第1312回生物科学セミナー

NeuroPAL: A Neuronal Polychromatic Atlas of Landmarks for Whole-Brain Imaging in C. elegans

Dr. Eviatar Yemini(Howard Hughes Medical Institute & Department of Biological Sciences, Columbia University, New York, USA)

2019年11月15日(金)    14:00-15:30  理学部3号館 326号室   

Resolving whole-brain images of neuronal gene expression or neuronal activity
patterns, to the level of single-neuron types with defined identities, represents a
major challenge. In this talk I focus on our development and use of a
multicolor Caenorhabditis elegans transgene, called “NeuroPAL”
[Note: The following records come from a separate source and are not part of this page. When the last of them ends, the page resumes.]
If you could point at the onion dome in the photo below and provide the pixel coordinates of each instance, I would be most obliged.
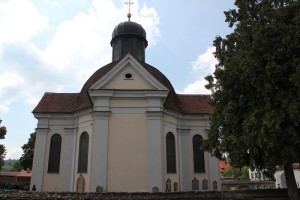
(129, 37)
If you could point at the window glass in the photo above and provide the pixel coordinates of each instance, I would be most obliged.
(171, 153)
(83, 152)
(54, 154)
(198, 153)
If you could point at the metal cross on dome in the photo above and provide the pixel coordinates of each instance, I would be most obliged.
(129, 3)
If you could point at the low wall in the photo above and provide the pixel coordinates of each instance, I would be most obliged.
(229, 185)
(273, 194)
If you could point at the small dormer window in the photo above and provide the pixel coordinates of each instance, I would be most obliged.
(128, 76)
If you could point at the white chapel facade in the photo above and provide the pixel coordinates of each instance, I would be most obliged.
(126, 131)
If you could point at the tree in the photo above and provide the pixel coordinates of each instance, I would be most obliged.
(28, 150)
(2, 147)
(16, 167)
(256, 87)
(237, 173)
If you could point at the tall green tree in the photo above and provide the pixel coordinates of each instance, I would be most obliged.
(28, 150)
(256, 87)
(2, 147)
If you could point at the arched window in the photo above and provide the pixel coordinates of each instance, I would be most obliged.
(54, 154)
(83, 152)
(139, 51)
(127, 47)
(199, 164)
(171, 153)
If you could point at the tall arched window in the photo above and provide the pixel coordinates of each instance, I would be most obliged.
(171, 153)
(198, 153)
(83, 152)
(127, 47)
(139, 51)
(54, 154)
(116, 52)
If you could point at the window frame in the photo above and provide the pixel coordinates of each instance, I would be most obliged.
(198, 154)
(170, 153)
(83, 153)
(54, 153)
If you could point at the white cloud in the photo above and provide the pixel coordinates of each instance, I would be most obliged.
(77, 47)
(14, 153)
(206, 62)
(20, 21)
(204, 65)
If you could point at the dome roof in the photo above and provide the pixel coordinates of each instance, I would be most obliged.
(129, 28)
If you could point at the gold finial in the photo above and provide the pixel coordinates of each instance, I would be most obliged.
(129, 3)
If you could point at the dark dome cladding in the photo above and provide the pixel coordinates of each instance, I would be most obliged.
(129, 27)
(129, 37)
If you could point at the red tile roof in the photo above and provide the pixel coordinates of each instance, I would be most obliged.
(294, 165)
(195, 104)
(71, 102)
(57, 103)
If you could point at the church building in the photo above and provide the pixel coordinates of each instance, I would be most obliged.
(126, 130)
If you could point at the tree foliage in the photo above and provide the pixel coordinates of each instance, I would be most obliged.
(237, 173)
(256, 85)
(28, 150)
(2, 147)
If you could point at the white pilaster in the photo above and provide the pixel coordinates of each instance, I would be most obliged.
(99, 151)
(155, 150)
(38, 165)
(68, 158)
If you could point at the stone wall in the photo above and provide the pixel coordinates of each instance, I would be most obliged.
(228, 185)
(272, 194)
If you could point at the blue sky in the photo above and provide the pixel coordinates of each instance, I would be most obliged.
(56, 45)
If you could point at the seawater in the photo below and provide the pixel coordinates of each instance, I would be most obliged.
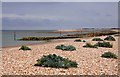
(8, 36)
(a Neuronal Polychromatic Atlas of Landmarks), to resolve unique neural
identities in whole-brain images. NeuroPAL worms share a stereotypical
multicolor map, permitting complete, unambiguous and automated determination
of individual neuron identities in conjunction with GCaMP-based neuronal
activity reporters and GFP/CFP/YFP/mNeonGreen gene-expression reporters. To
demonstrate the method and its potential, we used NeuroPAL and GFP-based
reporters to map expression of the whole family of metabotropic
acetylcholine, glutamate, and GABA neurotransmitter receptors encoded in the C.
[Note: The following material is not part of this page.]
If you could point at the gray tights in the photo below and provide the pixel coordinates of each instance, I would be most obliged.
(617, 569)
elegans genome, revealing a vast number of potential molecular connections that
go far beyond the anatomically-defined connectome. We then expand the
technique to whole-brain activity, employing NeuroPAL and a panneuronal
neural-activity sensor (GCaMP6s) for functional analysis. We delineate extensive
nervous system activity patterns in response to several stimuli with single,
identified neuron resolution. We find that attractive odors sensed by the same
neuron class exhibit dissimilar activity patterns implying that, despite their shared
valence and stimulus modality, these odors drive distinct neural circuitry.
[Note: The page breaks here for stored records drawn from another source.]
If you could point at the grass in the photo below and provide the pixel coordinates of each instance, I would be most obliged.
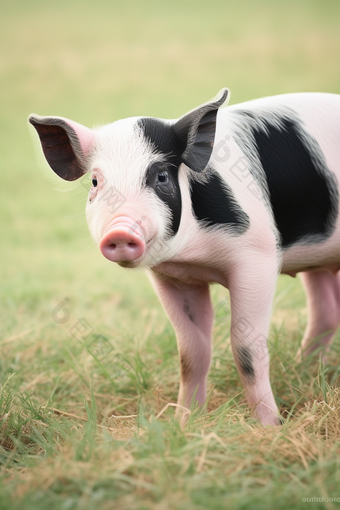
(76, 432)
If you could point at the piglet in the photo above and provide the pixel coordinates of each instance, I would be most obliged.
(233, 196)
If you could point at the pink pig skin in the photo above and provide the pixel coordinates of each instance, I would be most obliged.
(246, 255)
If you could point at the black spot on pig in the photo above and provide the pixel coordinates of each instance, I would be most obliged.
(246, 363)
(188, 311)
(162, 138)
(185, 367)
(213, 204)
(163, 179)
(302, 190)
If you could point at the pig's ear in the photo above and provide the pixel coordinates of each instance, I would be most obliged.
(66, 145)
(196, 130)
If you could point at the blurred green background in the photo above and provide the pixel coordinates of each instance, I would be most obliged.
(96, 62)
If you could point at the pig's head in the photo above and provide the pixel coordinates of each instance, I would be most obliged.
(134, 207)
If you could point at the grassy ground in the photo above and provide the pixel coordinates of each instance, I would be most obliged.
(77, 433)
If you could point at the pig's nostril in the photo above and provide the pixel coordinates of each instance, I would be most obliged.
(119, 245)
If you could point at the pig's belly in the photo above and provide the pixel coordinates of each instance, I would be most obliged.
(314, 255)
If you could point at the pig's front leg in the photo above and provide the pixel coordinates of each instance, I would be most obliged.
(252, 288)
(190, 311)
Our results indicate that the connectome is a poor predictor of observed
functional activity. Lastly, we illustrate NeuroPAL as an unbiased analysis tool
for investigating neuronal cell fate in specific mutant backgrounds. With these
applications in mind, we establish a high-throughput software pipeline for
automated and semi-automated cell identification using NeuroPAL. In conclusion,
this talk will demonstrate the power of NeuroPAL as a tool for decoding
whole-brain gene expression and maps of functional activity.